Весь следующий день мы валялись на оленьих шкурах, мысленно еще бродя по горам. В полусне всплывали эпизоды экспедиции — то в дымнике метель завоет, то в кастрюле на печи ручей забормочет — да и тело напоминало о себе и трудном пути. Лишь аромат ухи из кумжи вернул нас к реальности. Фирменное блюдо Андрея.

Колено Тадеуша не сулило скорого выздоровления, так что тянуть с отъездом не стоило. Тем более, что Луявр у берегов начал замерзать, и если мы прозеваем момент, вернуться в Ловозеро будет непросто. Валерий тоже торопился — надо успеть завезти из поселка провиант «на замерзание». Прощайте, мои олени! Надеюсь, мы еще встретимся.

— Что значит «на замерзание»? — спрашивает Тадеуш.

— На тот период, когда озеро замерзло настолько, что на лодке по нему уже не пройти, но лед еще недостаточно окреп, чтобы проехать на «Буране». Бывает по-разному — когда неделю, когда две, а когда и дольше. В прошлом году нас тут мариновало с ноября до января. Так же с весенним таянием, когда лед становится таким тонким, что на «Буране» ездить уже страшно, а на лодке плыть еще рано.

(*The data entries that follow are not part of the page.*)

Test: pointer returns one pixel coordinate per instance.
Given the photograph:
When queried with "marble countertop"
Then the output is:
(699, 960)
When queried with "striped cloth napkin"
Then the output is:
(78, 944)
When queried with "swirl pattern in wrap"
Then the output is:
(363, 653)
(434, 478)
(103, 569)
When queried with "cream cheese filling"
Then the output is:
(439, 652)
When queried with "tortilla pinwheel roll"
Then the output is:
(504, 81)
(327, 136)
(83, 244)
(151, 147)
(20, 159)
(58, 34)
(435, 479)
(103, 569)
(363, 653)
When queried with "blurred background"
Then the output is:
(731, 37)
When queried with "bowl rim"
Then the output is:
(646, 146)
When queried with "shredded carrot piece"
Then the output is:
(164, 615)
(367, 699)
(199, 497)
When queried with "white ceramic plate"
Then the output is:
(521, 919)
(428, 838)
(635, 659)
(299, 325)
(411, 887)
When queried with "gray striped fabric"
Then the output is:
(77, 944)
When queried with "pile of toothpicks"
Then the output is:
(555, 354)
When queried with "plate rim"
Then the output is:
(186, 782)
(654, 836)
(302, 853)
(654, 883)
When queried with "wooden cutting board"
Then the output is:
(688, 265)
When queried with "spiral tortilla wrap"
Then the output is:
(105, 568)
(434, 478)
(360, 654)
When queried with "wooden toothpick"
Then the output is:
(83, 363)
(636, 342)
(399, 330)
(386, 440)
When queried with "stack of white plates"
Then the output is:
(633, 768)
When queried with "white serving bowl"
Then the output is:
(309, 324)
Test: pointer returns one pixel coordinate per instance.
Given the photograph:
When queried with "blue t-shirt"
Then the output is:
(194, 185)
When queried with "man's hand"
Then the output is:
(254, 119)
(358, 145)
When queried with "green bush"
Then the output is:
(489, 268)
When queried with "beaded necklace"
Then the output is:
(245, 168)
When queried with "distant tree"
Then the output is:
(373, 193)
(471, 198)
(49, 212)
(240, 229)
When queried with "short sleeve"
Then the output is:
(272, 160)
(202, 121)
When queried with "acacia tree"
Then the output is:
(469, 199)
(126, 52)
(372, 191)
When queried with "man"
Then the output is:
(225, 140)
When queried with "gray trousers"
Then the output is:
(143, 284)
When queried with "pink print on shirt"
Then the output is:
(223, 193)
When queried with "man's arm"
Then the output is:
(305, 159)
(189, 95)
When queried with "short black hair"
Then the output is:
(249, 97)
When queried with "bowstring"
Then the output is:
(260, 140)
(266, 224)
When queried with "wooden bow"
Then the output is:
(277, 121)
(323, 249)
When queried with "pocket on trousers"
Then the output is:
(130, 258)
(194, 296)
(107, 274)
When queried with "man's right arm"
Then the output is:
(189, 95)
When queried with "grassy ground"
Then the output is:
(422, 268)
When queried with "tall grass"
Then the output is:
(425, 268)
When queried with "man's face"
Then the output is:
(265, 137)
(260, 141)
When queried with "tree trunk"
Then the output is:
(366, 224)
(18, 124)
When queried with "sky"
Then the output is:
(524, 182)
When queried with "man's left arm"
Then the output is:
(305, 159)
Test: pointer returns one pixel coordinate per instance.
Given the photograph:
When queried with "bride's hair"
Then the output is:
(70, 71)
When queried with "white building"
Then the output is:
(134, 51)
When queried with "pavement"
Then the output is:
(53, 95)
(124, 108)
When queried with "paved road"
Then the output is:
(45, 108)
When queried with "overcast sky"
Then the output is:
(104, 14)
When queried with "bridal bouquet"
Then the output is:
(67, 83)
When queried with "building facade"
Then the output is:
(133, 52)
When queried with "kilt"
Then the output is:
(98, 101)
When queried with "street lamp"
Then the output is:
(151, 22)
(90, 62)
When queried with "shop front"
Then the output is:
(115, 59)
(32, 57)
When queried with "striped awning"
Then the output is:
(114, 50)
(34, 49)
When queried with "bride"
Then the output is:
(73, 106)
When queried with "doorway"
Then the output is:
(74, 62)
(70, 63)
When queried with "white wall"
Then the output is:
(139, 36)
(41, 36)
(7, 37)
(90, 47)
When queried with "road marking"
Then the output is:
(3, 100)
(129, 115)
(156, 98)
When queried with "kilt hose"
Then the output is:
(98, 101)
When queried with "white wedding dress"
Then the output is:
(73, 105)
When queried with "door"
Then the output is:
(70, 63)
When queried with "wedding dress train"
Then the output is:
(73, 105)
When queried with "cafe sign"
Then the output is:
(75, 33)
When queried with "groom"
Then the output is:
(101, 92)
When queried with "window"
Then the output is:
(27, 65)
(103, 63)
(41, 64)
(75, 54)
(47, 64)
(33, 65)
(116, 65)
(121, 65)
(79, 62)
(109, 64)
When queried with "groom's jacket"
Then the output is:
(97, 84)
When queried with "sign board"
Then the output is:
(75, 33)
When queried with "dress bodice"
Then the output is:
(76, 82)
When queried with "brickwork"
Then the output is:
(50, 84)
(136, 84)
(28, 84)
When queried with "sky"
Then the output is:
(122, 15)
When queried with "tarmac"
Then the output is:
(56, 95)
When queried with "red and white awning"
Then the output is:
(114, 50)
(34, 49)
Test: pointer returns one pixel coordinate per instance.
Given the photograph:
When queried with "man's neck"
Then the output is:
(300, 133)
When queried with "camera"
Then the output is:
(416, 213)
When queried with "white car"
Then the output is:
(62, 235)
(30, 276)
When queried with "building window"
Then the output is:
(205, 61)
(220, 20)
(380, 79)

— Вы все остаетесь на замерзание?

— А как же, это самое спокойное время. Можно уходить в горы, не опасаясь, что в вежу нагрянут незваные гости.

— Не скучно?

— Ну… бывает, что ум за разум заходит, но, в конце концов, только с идиотами этого не случается, потому как они обделены и тем, и другим.

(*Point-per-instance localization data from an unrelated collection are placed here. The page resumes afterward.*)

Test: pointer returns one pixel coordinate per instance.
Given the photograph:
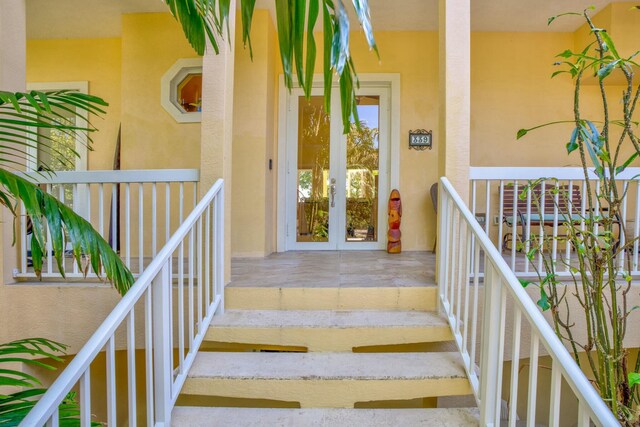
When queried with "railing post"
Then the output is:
(443, 244)
(492, 346)
(162, 371)
(220, 264)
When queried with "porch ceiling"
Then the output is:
(100, 18)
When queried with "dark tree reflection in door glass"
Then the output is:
(363, 164)
(314, 132)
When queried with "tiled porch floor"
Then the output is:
(335, 268)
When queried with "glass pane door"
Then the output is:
(314, 185)
(362, 173)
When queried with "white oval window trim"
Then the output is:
(169, 89)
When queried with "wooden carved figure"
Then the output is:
(394, 245)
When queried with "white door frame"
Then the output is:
(83, 115)
(390, 81)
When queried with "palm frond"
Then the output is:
(203, 20)
(64, 226)
(22, 117)
(15, 406)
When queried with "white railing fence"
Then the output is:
(136, 211)
(483, 310)
(194, 296)
(507, 219)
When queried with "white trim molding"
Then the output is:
(367, 80)
(168, 89)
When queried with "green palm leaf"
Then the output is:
(64, 225)
(22, 115)
(15, 406)
(201, 20)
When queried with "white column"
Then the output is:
(217, 124)
(455, 93)
(13, 48)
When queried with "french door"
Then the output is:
(337, 185)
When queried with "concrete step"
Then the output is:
(327, 380)
(420, 298)
(243, 417)
(328, 330)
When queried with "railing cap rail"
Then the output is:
(47, 404)
(479, 173)
(114, 176)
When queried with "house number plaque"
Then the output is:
(420, 139)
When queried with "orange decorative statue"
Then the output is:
(394, 246)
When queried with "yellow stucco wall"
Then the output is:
(151, 138)
(253, 138)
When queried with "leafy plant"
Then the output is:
(22, 116)
(14, 406)
(601, 279)
(208, 20)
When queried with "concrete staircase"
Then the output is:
(318, 356)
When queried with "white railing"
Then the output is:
(152, 300)
(495, 193)
(479, 319)
(136, 211)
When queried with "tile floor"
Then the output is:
(335, 268)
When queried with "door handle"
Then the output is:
(333, 192)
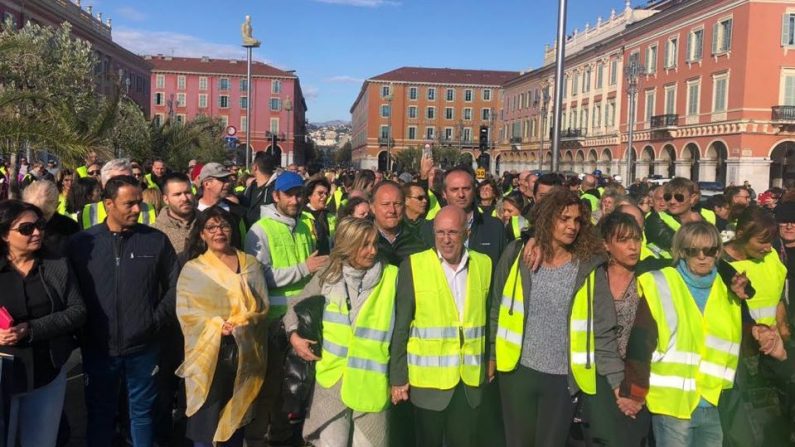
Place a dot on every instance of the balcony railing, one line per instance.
(783, 113)
(661, 121)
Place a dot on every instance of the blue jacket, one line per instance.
(129, 284)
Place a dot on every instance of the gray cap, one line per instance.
(216, 170)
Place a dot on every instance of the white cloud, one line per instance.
(131, 14)
(361, 3)
(166, 42)
(345, 79)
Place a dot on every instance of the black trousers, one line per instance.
(452, 427)
(536, 408)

— Кстати, о разуме… Взгляните, — Тадек разложил на столе спутниковые снимки Луяврурта. — Вам не кажется, что если смотреть из космоса, Ловозерские тундры напоминают человеческий мозг?

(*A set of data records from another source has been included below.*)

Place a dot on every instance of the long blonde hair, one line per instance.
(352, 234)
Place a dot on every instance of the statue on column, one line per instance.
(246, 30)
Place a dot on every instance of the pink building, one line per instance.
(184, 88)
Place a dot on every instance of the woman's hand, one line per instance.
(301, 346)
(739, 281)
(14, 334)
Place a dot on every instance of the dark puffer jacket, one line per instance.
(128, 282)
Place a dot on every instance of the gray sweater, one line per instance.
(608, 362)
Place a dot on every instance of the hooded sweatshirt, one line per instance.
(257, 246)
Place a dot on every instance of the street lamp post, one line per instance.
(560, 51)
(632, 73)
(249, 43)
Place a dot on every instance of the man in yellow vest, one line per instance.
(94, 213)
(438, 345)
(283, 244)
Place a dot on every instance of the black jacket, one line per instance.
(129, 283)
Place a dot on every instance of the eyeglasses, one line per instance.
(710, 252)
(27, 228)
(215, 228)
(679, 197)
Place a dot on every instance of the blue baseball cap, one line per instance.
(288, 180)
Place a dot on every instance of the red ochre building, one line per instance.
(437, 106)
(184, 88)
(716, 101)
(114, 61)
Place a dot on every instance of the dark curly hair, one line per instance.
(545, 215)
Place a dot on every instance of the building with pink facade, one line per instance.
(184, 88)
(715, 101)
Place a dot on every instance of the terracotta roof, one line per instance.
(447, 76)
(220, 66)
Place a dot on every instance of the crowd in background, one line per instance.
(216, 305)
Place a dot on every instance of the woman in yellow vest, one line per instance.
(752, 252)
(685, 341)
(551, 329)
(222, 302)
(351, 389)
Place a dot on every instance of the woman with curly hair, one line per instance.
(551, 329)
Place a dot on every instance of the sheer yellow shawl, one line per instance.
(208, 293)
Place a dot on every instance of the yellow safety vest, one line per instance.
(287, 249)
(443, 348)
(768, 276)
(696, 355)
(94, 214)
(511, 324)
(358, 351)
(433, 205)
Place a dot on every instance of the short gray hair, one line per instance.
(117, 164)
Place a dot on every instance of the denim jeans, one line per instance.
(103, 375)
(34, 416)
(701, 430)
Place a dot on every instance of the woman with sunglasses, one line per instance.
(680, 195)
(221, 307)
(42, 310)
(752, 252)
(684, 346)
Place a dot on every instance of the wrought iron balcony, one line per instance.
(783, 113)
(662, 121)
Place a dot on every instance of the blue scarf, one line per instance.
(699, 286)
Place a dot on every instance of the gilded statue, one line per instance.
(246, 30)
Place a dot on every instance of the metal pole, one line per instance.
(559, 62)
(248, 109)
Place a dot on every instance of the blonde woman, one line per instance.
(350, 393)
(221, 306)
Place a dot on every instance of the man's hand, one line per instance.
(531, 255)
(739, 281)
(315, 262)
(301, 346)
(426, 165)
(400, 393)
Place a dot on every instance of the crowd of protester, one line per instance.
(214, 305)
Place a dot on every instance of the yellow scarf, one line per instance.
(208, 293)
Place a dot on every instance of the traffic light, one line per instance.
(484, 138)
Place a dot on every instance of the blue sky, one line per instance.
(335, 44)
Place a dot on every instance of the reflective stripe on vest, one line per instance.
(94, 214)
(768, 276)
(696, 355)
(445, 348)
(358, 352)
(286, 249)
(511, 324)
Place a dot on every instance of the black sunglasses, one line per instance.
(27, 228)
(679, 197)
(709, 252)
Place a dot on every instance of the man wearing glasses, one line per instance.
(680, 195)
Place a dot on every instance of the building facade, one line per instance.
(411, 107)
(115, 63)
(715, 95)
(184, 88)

— Не ты первый это заметил, — оживился Лемминг. — Год назад приезжали парапсихологи с приборами для исследования мозговых волн. Представьте себе, они обнаружили, что наши Тундры излучают какую-то мысленную энергию. Потом подвели под это целую теорию — про разум Земли.

— Мужики, у вас самих от этих баек ум за разум скоро зайдет, — вмешался Сергей. — Баня готова.

Вообще-то русскую баню я люблю, но на сей раз отказался. Во-первых, мы с Наташей как-то ее опробовали, и мне, привыкшему к солидному срубу и каменной печи, в пастушьей баньке было как-то не по себе. Обтянутый полиэтиленовой пленкой деревянный каркас на берегу озера больше напоминал теплицу, чем настоящую русскую баню. Внутри тесно, одежду сложить негде, пар оседает на полиэтиленовых стенках, стекает ручейками, и жар не такой, чтобы уши в трубочку заворачивались. Во-вторых, на темном небе как раз начиналось шоу северного сияния.